The Temple in Jerusalem or Holy Temple (Hebrew: בֵּית־הַמִּקְדָּשׁ, Modern: Beit HaMikdash, Beiṯ HamMiqdāš, Beis HaMikdosh; Ge'ez: ቤተ መቅደስ?: Betä Mäqdäs) was any of a series of structures which were located on the Temple Mount in the Old City of Jerusalem, the current site of the Dome of the Rock and Al-Aqsa Mosque. These successive temples stood at this location and functioned as a site of ancient Israelite and later Jewish worship.
The Bible says that the First Temple was built in 957 BCE by Solomon, King of Israel. Raided periodically by foreign empires over the centuries, the First Temple was totally destroyed by Babylonian conquerors in 586 BCE.

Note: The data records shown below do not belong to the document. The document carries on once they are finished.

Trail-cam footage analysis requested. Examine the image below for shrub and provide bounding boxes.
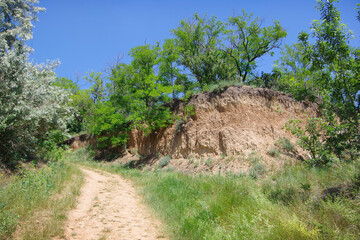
[285,118,334,166]
[0,1,72,169]
[175,119,184,133]
[267,148,280,157]
[276,137,295,152]
[183,105,196,122]
[158,156,171,168]
[249,163,266,179]
[203,80,243,93]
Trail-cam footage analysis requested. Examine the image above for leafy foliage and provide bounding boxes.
[158,38,187,98]
[286,118,333,166]
[87,102,129,149]
[0,0,72,168]
[172,13,233,87]
[226,11,287,82]
[279,0,359,165]
[274,43,319,101]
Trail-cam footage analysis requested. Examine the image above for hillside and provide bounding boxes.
[70,85,319,174]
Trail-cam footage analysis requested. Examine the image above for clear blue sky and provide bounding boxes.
[28,0,359,88]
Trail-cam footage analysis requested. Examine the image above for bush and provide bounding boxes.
[175,119,184,133]
[158,156,171,168]
[267,148,280,157]
[285,118,334,167]
[275,137,295,152]
[249,163,266,179]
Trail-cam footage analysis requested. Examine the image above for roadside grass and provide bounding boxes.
[68,147,360,240]
[0,158,83,239]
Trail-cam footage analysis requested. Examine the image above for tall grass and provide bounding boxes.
[0,159,83,239]
[68,148,360,240]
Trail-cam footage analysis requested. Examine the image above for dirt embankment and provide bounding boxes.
[128,86,318,157]
[69,86,319,174]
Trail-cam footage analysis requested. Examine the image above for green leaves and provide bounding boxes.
[285,118,334,167]
[227,11,287,82]
[281,1,360,164]
[171,11,287,87]
[87,102,128,149]
[0,0,73,168]
[87,43,178,146]
[172,13,232,87]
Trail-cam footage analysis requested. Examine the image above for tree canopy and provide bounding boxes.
[0,0,72,168]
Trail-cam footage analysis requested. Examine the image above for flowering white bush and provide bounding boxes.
[0,0,72,167]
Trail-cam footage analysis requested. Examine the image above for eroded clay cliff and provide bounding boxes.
[127,85,318,159]
[69,85,319,174]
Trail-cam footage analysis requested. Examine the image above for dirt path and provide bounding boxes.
[63,168,167,240]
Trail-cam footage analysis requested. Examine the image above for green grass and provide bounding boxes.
[67,147,360,240]
[0,157,83,239]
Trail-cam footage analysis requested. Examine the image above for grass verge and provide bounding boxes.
[68,148,360,240]
[0,159,83,239]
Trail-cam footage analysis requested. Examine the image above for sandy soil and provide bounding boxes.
[62,168,167,240]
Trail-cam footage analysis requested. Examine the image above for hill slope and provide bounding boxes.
[121,85,319,173]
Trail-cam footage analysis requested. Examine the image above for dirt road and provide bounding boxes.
[63,168,167,240]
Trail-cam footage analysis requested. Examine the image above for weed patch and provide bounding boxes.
[0,159,82,239]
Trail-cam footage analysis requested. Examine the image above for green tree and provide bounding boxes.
[83,71,106,103]
[226,11,287,83]
[127,44,174,132]
[0,0,72,168]
[88,44,177,148]
[308,0,359,156]
[53,77,79,94]
[274,43,319,100]
[172,13,234,88]
[53,77,94,133]
[87,101,129,149]
[158,38,188,98]
[285,0,360,164]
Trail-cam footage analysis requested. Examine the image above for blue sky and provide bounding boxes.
[28,0,359,88]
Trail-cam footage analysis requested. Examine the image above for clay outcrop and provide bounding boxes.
[127,85,319,159]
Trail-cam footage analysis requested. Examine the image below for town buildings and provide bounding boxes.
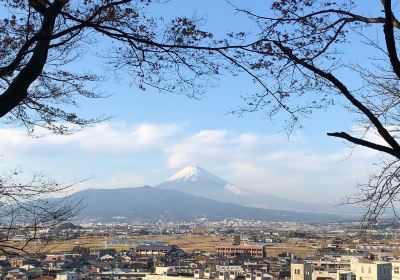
[215,236,266,258]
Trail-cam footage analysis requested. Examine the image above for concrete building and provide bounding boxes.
[155,267,176,276]
[219,271,229,280]
[203,269,214,279]
[215,235,266,258]
[255,272,273,280]
[144,275,195,280]
[392,262,400,280]
[308,260,351,271]
[215,244,266,258]
[350,259,391,280]
[135,245,179,256]
[312,270,337,280]
[90,270,146,280]
[194,269,204,279]
[89,249,116,258]
[217,266,243,273]
[55,272,79,280]
[291,263,312,280]
[246,272,273,280]
[4,269,27,280]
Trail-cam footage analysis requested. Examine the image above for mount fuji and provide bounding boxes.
[157,166,244,198]
[50,166,358,221]
[65,186,347,221]
[156,166,359,215]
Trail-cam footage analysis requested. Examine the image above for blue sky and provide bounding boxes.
[0,1,389,203]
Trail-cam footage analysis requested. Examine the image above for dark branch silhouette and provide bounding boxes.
[3,0,400,228]
[0,168,81,256]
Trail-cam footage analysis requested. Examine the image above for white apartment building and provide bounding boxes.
[350,258,391,280]
[337,270,356,280]
[292,263,312,280]
[391,262,400,280]
[55,272,80,280]
[291,258,392,280]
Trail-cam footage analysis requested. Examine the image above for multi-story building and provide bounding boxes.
[135,245,180,256]
[350,258,391,280]
[312,269,338,280]
[392,262,400,280]
[215,244,266,258]
[337,270,356,280]
[291,263,312,280]
[55,272,80,280]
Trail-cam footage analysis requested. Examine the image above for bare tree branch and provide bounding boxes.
[382,0,400,80]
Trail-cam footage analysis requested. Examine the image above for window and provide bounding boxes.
[361,267,364,274]
[394,266,399,274]
[294,269,301,275]
[368,267,371,274]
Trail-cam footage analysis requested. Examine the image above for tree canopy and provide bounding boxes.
[2,0,400,227]
[227,0,400,227]
[0,0,229,134]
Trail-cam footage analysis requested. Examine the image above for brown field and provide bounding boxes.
[29,235,225,253]
[21,235,321,257]
[163,236,223,252]
[263,239,321,258]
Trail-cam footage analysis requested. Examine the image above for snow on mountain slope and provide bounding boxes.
[156,166,361,215]
[167,166,225,183]
[162,166,244,195]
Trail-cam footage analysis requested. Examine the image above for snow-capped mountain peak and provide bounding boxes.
[167,166,224,183]
[159,166,246,198]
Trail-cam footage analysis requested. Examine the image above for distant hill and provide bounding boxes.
[68,186,354,222]
[156,166,360,215]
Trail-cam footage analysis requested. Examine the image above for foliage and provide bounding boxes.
[224,0,400,228]
[2,0,400,228]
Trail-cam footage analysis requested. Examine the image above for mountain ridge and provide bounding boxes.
[157,165,360,214]
[68,186,354,222]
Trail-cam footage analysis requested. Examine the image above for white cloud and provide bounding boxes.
[0,122,180,156]
[73,123,179,154]
[79,171,147,190]
[164,129,379,202]
[166,129,231,168]
[0,122,384,203]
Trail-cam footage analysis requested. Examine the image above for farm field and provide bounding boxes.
[27,235,322,258]
[34,235,225,253]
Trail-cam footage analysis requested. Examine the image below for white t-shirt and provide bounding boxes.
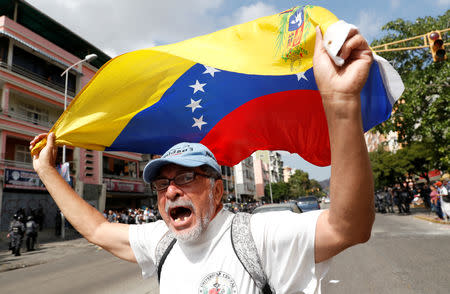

The Second Temple was built in 516 BCE with Persian approval. During the first centuries BCE and CE, the Temple was refurbished by the ruling Herod family and was popularly known as Herod's Temple. The New Testament states that Jesus led a riot in protest against unfair mercantile practices at Herod's Temple, and that the Temple curtain (which excluded the common people from God's most sacred place) spontaneously tore at the moment of Jesus' death, approximately a week later. Shortly after the decline of the Herods, the Jewish War began. The Romans destroyed the Temple in 70 CE at the climax of this war.
The Temple ruins, particularly the Western or Wailing Wall, remain an important pilgrimage site in Judaism. Judeo-Christian eschatology, including the form based on the Book of Revelation, includes a belief that a Third Temple will be constructed in the future.